Remaking the universe - while physicists attempt to understand the universe in their own way, Christian Gonzenbach draws on his experience as an artist-in-residence in the lab of Martin Pohl (University of Geneva, CERN) to do so with experiments and sculptures using objects from everyday life."
Christian Gonzenbach is an experimenter and an explorer at the edge between the normal and the bizarre. It is the unexpected, the little weird thing, that the artist focuses on. Hence, he has created installations in which a landscape is made out of corn flakes, a video in which all the people are pickles that play soccer, go for a dance or a boxing match, etc. His works look familiar but always disorient the viewer.

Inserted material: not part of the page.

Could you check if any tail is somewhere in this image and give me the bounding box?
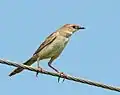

Martin Pohl is an experimental physicist who has worked on major particle physics experiments at particle accelerators for 35 years, exploring the structure of matter, elementary forces, space, and time. He also contributes to space-borne experiments measuring cosmic particles to investigate their nature as well as their sources.
He is interested in the contributions of science to culture and its interaction with other cultural activities. "A major point of contact between fundamental physics and the arts ought to be that neither scientists not artists should ever expect anything but the unexpected," he says.
Christian Gonzenbach, artist-in-residence in the lab of Martin Pohl, explores representations of matter and antimatter through positive and negative space in his art in an attempt to depict a black hole in three dimensions.